Vorige week donderdag verscheen in NRC een artikel van Ron Rijghard over
‘de verschraling van de Nederlandse strip’.Als artistiek directeur van
Stripdagen Haarlem en hoofdredacteur van het striptijdschrift Zone 5300 kan ik stellen dat het met die
verschraling wel meevalt.
Er worden hele mooie stripboeken gemaakt in ons
landje, en veel daarvan zijn ook over de grenzen succesvol. Niet alleen de kunstenaarsbiografieën
van Barbara Stok, Typex en Marcel Ruijters, waaraan Stripdagen Haarlem één van zijn
twee hoofdtentoonstellingen wijdt, maar ook de strips van Aimée de Jongh, Erik
Kriek, Joost Swarte, Guido van Driel, Eric Heuvel, Hans van Oudenaarden, Peter
van Dongen, Lamelos, Erik de Graaf, Teun Berserik, Peter de Wit, Jan Cleijne,
Milan Hulsing, Mark Retera en Hanco Kolk worden in het buitenland hoog
gewaardeerd. Uit dat succes vloeien voor die auteurs weer internationale
opdrachten voort.
Erlangen
In Erlangen, het belangrijkste internationale stripfestival
van Duitsland, dat eind mei plaatsvond, was een team van Nederlandse en Vlaamse
auteurs aanwezig om ter plekke een tijdschrift te maken op de risograaf (een moderne
stencilmachine). Onder hen waren Guido van Driel, Wasco, Jeroen Funke en Joost
Swarte. Die laatste vertelde me dat de belangstelling voor de Vlaams-Nederlandse
delegatie bijzonder groot was, mede vanwege het visuele aspect van zo’n
riso-actie – zelfs het televisiejournaal sprong er bovenop.
Rol van de fondsen
Dat avontuur in Erlangen, waar ook twee tentoonstellingen en een tekenatelier
bij hoorden, werd mede mogelijk gemaakt door het Vlaams Fonds voor de Letteren
en het Nederlands Letterenfonds.
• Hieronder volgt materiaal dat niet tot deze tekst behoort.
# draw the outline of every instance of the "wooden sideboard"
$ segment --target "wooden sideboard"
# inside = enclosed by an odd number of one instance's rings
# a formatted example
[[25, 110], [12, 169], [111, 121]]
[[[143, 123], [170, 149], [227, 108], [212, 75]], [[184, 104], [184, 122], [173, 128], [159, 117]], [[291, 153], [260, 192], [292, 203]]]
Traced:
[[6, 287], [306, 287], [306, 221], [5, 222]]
Maar dan valt er iets op: in vrijwel alle
Vlaamse boeken die Ron Rijghard in zijn NRC-artikel noemt, prijken trots de fondsen
die aan de totstandkoming van die boeken hebben meegewerkt, in tegenstelling
tot hun Nederlandse tegenhangers. Het Nederlands Letterenfonds steunt de
zichtbaarheid van auteurs in het buitenland, maar pas wanneer hun boeken er al
zijn.
De kunstenaarsbiografieën van Rembrandt, Vincent van Gogh en Jheronimus
Bosch zijn weliswaar gesteund door het Mondriaan Fonds, maar die toekenningen
dateren van voor de bezuinigingen in de cultuursector. Het Stimuleringsfonds
voor de Creatieve Industrie, dat als enige fonds aanvragen van stripauteurs
behandelt, kende in vijf jaar slechts drie stipendia aan een stripauteur toe (de
commissie die de aanvragen behandelt heeft geen stripexpert in de gelederen).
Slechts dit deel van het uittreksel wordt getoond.